In regard to the reaching experiments, how can the results be explained? Perceptual responses are based on body image (i.e. perceived bodily representations) and reaching actions are based on body schemas (i.e. bodily representations related to the control of actions15,16,17,18,19). The body image can accommodate multiple hands since it has been shown that a rubber hand can be incorporated as a third, supernumerary hand20 and that the rubber hand illusion can be induced for two rubber hands simultaneously21. On the other hand, Newport et al. reported that when only the movements of two fake hands, identical to participants' own movements, were displayed at positions shifted to the left and right of participants' hands simultaneously, reaching movements started from one of the two hand positions; thus, our body schema cannot accommodate multiple hands22. Our ‘blending’ condition reproduced these results; however, results from the ‘switching’ condition suggest that participants' body schemas extended to include both the fake and real hands, as participants reached from between the real and perceived positions. For this to happen, multisensory integration regarding the incongruent hand is required23,24,25,26, as well as both a sense of ownership6,27 and agency11,28,29. Therefore, the results of both the perceptual judgement and reaching experiments can be explained by the mechanism underlying the integration of predicted and observed movements. We suggest that the visual continuity between congruent and incongruent hands partially disrupted proprioceptional integration, thus extending participants' body schema and agency in both experiments.
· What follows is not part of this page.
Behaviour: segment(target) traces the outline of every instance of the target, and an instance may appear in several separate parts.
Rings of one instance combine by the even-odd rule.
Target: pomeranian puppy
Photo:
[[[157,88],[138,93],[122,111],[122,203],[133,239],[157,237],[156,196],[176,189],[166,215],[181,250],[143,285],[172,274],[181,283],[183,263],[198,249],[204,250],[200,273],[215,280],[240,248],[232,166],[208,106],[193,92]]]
Therefore, how does alternating of images create this illusion? The visual stream segregation (VASS30) illusion gives some hints. With the VASS illusion, participants view two lamps being switched on/off at different speeds. At slower speeds, one light appears to be moving between two separate lamps, but at higher speeds, two lamps are perceived. In our experiment, if images of both movements are switched at high speeds (e.g. 200 ms/cycle), participants perceived both their own and incongruent hands simultaneously; with decreasing speeds, participants' own hands and the incongruent hand were perceived as one movement (‘switching’ condition; Fig. 2). This perceived continuity might be what extended participants' sense of agency.

To briefly test this hypothesis, we conducted an experiment whereby a participant judged whether he perceived continuity between congruent and incongruent hand movements in various switching conditions (see supplementary material). Fig. S1 shows that the participant perceived continuity as a decrease in switching frequency. To compare this with the reaching experiment's results (heat map in Fig. 4b), it appears that the switching frequency's parameters of beginning to perceive continuity corresponded to that of beginning to point from in between congruent and incongruent hand positions. It is likely that our illusion requires perceiving continuity between congruent and incongruent hands (that is, apparent motion between two hands) and one united motion as well as the VASS30. However, as switching frequency becomes slower, while sense of continuity is kept, start points of reaching movements are further from the centre between congruent and incongruent hands. This is because a longer time for observing either congruent or incongruent hand movements may assist participants determining whether either hand belongs to oneself. Furthermore, while reaching movements start at around the centre of two hands when there is a 1:2 ration between the display time of the image of the hand congruent with proprioceptive signals and that of the incongruent hand image (see Fig. 4b), the perceiving continuity tends to be large when the proportion approaches 1:1 (see Fig. S1). Why does this difference exist? Perhaps when the participants enacted their reaching movement, the image of a hand congruent with proprioceptive signals might be more readily interpreted as one's own hand than an image that is not congruent with proprioceptive signals, since the reaching movement requires detecting their hand. A recent study14 indicating that a visual motion which is congruent with an observer's hand movement tends to be more easily prompted to awareness than an incongruent movement supports this possibility. Thus, the congruent and incongruent hand images are balanced in this switching parameter by suppressing the congruent hand image which might be more easily detected. On the other hand, when participants judge the continuity between the hands that are congruent and incongruent with proprioceptive signals, detecting their own hand might not be required.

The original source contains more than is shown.